Luke Dreiling as "Valentin" was quite good as well, but I was often left feeling that he was trying too hard to "act" the part, causing a lot of his dialogue to come across very subtle, and often times, lost. Vocally, he sang the part very well and had all of the high notes. He tended to rush the tempo in several of his songs, but this could be attributed to nerves as opposed to inability to actually keep a steady tempo. He gave a very credible performance against Porter's "Molina."
Barbara Cole Uterheardt as "Molina's Mother" is also a knock-out in this show. For as little stage time that she has, she makes it one of the most memorable characters within the show. The scenes she shared with "Molina" were on the verge of heart-breaking, and I found myself fighting back tears during her "goodbye" scene to Molina. I'd also call her performance brilliant.
Charlie Miller as "The Warden" was also a stand-out. He was very sinister and evil in a Hannibal Lecter kind of way. Every scene he had creeped me out. His portrayal worked excellently. He was very understated, without being over the top, and still scared me. Good job.
I think Greg Poulos has done an amazing job directing this show, considering the size of Onstageís performance space. The only major issue I had with his choices though, was with the staging for the final scene between Molina and Valentin. I believe that this should be the most intense moment in the show for the audience, and instead of intense, it was far more emotional and intimate. It's not that I didn't like it that way; it actually made the show more about their relationship. Perhaps I'm merely stating this without regard to how he and the actors shaped their characters, but as an audience member, I wanted to be more "on edge" during this scene and it just didn't happen. I think that having Molina and Valentin be kept apart by restraints or by the prison guards would've made it a little more effective. But again, Poulos did an incredible job overall.

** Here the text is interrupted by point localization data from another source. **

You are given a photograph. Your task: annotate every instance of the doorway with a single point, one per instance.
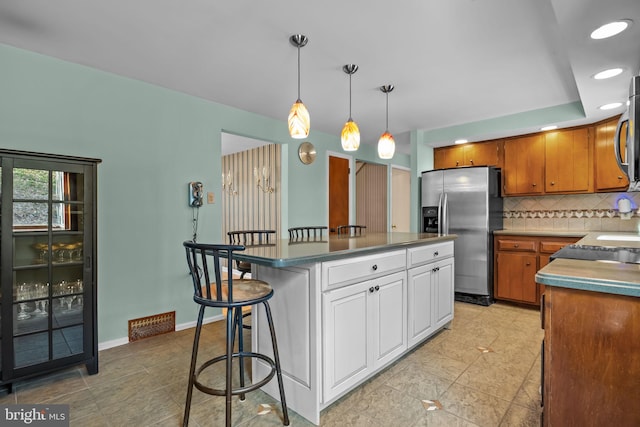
(400, 199)
(338, 192)
(371, 196)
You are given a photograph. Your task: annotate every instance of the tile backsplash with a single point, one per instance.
(579, 212)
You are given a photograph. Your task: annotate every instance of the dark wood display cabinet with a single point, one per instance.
(48, 270)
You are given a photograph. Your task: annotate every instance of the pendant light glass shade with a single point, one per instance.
(386, 146)
(350, 136)
(386, 143)
(299, 120)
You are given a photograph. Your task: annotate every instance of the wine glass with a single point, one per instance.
(43, 304)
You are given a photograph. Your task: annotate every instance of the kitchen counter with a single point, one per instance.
(549, 233)
(346, 307)
(598, 276)
(288, 253)
(591, 350)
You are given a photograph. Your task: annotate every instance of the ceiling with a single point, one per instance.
(474, 69)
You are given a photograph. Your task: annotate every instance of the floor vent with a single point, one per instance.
(151, 326)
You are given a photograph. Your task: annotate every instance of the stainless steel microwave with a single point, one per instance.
(631, 121)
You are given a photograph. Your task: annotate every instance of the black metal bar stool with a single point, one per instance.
(204, 262)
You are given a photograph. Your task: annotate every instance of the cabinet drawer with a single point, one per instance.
(430, 253)
(552, 247)
(351, 270)
(516, 245)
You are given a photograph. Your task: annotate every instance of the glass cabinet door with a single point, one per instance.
(49, 264)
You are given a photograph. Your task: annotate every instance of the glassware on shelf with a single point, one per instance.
(23, 294)
(43, 305)
(43, 249)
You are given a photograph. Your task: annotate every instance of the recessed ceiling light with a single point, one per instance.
(610, 29)
(610, 106)
(606, 74)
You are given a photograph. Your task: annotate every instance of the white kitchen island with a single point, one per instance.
(346, 307)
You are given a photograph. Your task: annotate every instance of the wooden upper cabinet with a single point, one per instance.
(448, 157)
(568, 161)
(474, 154)
(609, 176)
(483, 154)
(523, 165)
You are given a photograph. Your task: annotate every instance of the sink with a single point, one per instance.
(619, 238)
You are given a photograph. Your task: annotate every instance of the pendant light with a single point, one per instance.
(386, 144)
(350, 136)
(299, 121)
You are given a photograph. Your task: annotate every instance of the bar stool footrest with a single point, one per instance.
(234, 391)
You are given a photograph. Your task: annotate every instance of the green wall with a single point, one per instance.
(152, 142)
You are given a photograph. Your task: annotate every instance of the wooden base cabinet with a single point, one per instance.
(591, 364)
(517, 260)
(48, 269)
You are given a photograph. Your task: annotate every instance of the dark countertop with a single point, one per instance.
(598, 276)
(287, 253)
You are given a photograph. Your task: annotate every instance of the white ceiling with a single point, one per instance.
(454, 63)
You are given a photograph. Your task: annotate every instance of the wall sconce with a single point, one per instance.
(263, 182)
(227, 185)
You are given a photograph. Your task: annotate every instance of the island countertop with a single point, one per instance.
(287, 252)
(598, 276)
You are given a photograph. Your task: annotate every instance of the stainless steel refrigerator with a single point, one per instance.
(466, 202)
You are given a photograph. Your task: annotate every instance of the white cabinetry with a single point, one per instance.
(430, 281)
(339, 322)
(365, 327)
(364, 323)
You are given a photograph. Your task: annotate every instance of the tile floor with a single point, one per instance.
(484, 371)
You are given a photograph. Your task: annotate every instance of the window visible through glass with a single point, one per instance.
(31, 196)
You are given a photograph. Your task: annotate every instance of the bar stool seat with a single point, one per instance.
(232, 294)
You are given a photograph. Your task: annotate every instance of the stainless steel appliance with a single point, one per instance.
(466, 202)
(631, 121)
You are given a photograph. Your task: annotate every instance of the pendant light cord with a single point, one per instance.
(298, 73)
(350, 97)
(387, 111)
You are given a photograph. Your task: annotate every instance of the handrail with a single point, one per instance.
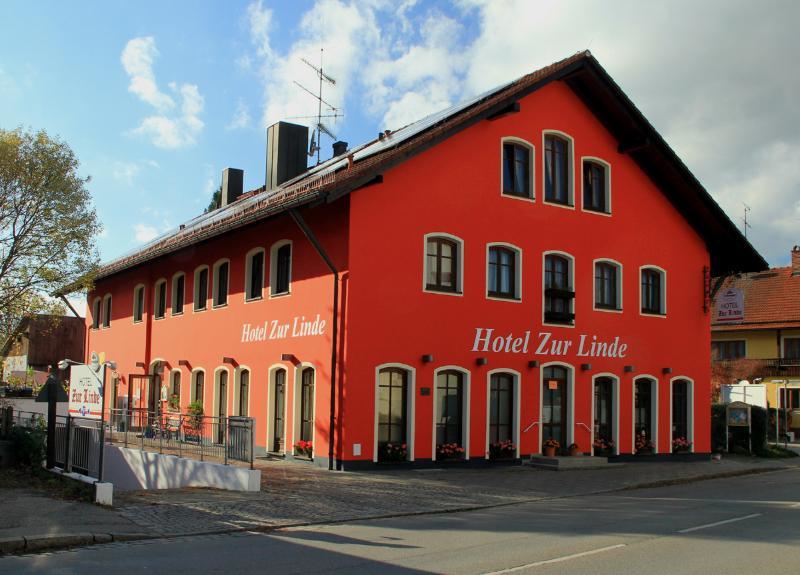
(529, 427)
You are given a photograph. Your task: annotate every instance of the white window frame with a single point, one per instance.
(607, 166)
(663, 273)
(689, 411)
(570, 401)
(105, 314)
(571, 284)
(516, 387)
(273, 268)
(531, 164)
(465, 407)
(215, 283)
(136, 290)
(459, 262)
(618, 266)
(517, 272)
(248, 274)
(570, 172)
(654, 383)
(173, 294)
(411, 392)
(155, 299)
(196, 285)
(615, 406)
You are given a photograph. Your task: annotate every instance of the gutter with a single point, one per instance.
(301, 223)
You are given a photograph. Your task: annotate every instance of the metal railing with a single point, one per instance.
(183, 434)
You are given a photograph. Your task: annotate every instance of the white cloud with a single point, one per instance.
(144, 233)
(241, 117)
(168, 128)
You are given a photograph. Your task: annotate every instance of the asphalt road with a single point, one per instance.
(747, 524)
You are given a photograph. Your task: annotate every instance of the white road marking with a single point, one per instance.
(706, 526)
(557, 559)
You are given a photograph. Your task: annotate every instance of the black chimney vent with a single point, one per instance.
(286, 152)
(232, 186)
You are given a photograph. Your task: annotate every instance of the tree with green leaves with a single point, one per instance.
(47, 226)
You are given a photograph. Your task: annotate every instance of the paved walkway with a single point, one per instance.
(298, 494)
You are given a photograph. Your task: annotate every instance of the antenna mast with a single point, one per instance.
(746, 225)
(319, 128)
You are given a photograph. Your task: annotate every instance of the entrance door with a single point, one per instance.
(554, 405)
(279, 406)
(222, 405)
(603, 415)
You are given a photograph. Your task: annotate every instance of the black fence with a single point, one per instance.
(190, 435)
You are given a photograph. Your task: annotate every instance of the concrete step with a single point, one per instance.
(564, 463)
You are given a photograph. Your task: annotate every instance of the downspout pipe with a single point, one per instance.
(301, 223)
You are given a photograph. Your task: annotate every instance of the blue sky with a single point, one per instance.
(157, 97)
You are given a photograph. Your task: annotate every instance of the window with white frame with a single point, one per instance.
(607, 285)
(107, 310)
(254, 275)
(653, 282)
(280, 276)
(558, 169)
(178, 291)
(138, 303)
(200, 295)
(160, 299)
(221, 279)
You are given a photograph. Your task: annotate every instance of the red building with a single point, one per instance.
(531, 264)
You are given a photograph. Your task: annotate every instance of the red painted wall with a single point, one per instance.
(455, 188)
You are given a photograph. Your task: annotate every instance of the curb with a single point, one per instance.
(40, 543)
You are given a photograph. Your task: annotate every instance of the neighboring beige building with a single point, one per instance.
(758, 335)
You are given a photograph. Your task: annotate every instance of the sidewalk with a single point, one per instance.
(295, 494)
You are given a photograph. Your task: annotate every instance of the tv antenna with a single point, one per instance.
(744, 219)
(333, 111)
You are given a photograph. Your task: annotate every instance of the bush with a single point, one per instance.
(28, 446)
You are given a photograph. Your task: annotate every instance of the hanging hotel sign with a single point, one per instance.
(299, 326)
(730, 307)
(86, 391)
(543, 343)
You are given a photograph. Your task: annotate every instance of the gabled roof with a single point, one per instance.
(771, 300)
(730, 251)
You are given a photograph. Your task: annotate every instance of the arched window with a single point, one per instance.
(442, 264)
(160, 300)
(254, 275)
(517, 162)
(178, 285)
(392, 414)
(653, 291)
(503, 272)
(558, 291)
(558, 169)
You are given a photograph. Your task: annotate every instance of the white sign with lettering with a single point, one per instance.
(274, 329)
(543, 343)
(730, 306)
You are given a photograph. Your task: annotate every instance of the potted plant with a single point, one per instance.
(502, 449)
(550, 446)
(681, 445)
(446, 451)
(304, 449)
(392, 452)
(602, 446)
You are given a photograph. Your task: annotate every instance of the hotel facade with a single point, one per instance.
(532, 264)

As I said earlier, the technical aspects of this show could have been better. In my opinion, the costumes needed the most work. They just weren't very good. Everyone on stage, especially the prisoners, looked too "neat". They should've been dirtier or older looking. And I agree with "mapobeancake" here as well--the tropical shirts were just pure laziness for such an energetic Act One finale. They definitely needed more of a Latin-feel to them. I also felt the use of 24601 for one of the prisoner's numbers was a bit too much, but I did get a good laugh once I realized it. Brian Porter also seemed to have trouble with a quick-change at the end of the show into a full tuxedo. Hopefully, this wasn't also the fault of the costume designer.

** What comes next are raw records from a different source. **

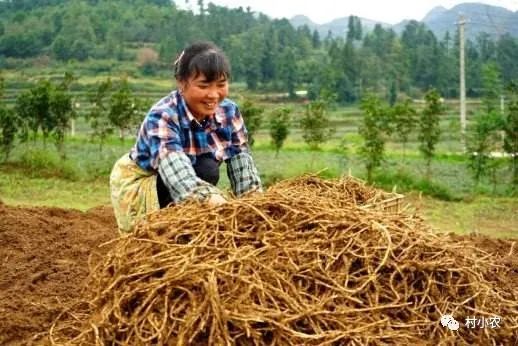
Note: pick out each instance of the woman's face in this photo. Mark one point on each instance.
(202, 97)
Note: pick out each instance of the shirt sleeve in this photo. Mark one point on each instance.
(243, 174)
(239, 136)
(181, 180)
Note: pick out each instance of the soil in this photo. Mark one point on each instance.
(45, 254)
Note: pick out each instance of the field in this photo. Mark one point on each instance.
(55, 212)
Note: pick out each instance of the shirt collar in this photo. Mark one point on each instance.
(187, 118)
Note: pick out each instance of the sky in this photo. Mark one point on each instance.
(323, 11)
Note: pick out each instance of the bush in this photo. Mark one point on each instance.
(43, 163)
(407, 182)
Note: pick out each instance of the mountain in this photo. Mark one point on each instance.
(493, 20)
(337, 27)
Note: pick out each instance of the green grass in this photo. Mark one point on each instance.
(36, 175)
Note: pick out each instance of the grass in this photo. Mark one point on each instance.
(36, 175)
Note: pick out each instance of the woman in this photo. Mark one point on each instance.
(183, 140)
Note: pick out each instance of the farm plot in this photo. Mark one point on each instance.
(308, 262)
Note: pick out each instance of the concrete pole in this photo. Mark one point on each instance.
(461, 24)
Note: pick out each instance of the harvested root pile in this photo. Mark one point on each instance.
(303, 263)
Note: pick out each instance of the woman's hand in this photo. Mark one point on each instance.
(216, 199)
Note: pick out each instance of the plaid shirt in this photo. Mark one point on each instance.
(170, 127)
(170, 139)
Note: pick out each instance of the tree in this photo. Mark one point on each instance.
(288, 71)
(124, 108)
(33, 107)
(371, 130)
(147, 60)
(491, 84)
(8, 125)
(483, 135)
(98, 115)
(253, 118)
(61, 111)
(429, 131)
(511, 132)
(404, 117)
(315, 124)
(279, 127)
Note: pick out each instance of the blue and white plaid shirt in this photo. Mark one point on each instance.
(170, 139)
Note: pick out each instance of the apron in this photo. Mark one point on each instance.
(133, 193)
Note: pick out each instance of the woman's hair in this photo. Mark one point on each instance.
(202, 58)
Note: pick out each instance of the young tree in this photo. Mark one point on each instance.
(32, 106)
(123, 108)
(315, 124)
(404, 117)
(371, 130)
(61, 111)
(253, 118)
(279, 127)
(511, 132)
(492, 87)
(98, 115)
(429, 131)
(147, 61)
(8, 125)
(482, 137)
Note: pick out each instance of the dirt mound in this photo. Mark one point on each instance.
(44, 260)
(299, 264)
(44, 256)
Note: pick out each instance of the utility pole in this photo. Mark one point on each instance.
(461, 24)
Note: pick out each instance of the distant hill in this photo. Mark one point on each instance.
(337, 27)
(493, 20)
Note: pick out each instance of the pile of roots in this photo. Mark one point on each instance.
(308, 262)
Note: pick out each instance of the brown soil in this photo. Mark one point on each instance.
(44, 254)
(44, 259)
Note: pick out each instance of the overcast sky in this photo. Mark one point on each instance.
(322, 11)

The set was also very bland, but I can forgive this more than the costumes due to the fact that the show is set in a prison, and prisons don't tend to be very exciting in the way of design. I thought it could've looked a little dirtier as well though. However, I did think the way that the Spider Woman's web was designed was very effective. I feel like the lighting design really made this work. The lighting was excellent for this show.
I hope a lot more people come out to see this show. I've seen a lot of wonderful productions at Onstage, and as a theatre lover and patron, it always saddens me to see such poor attendance for such good shows. I'm hoping this review will help get the word out so that you won't miss these amazing performances of a musical which is rarely staged.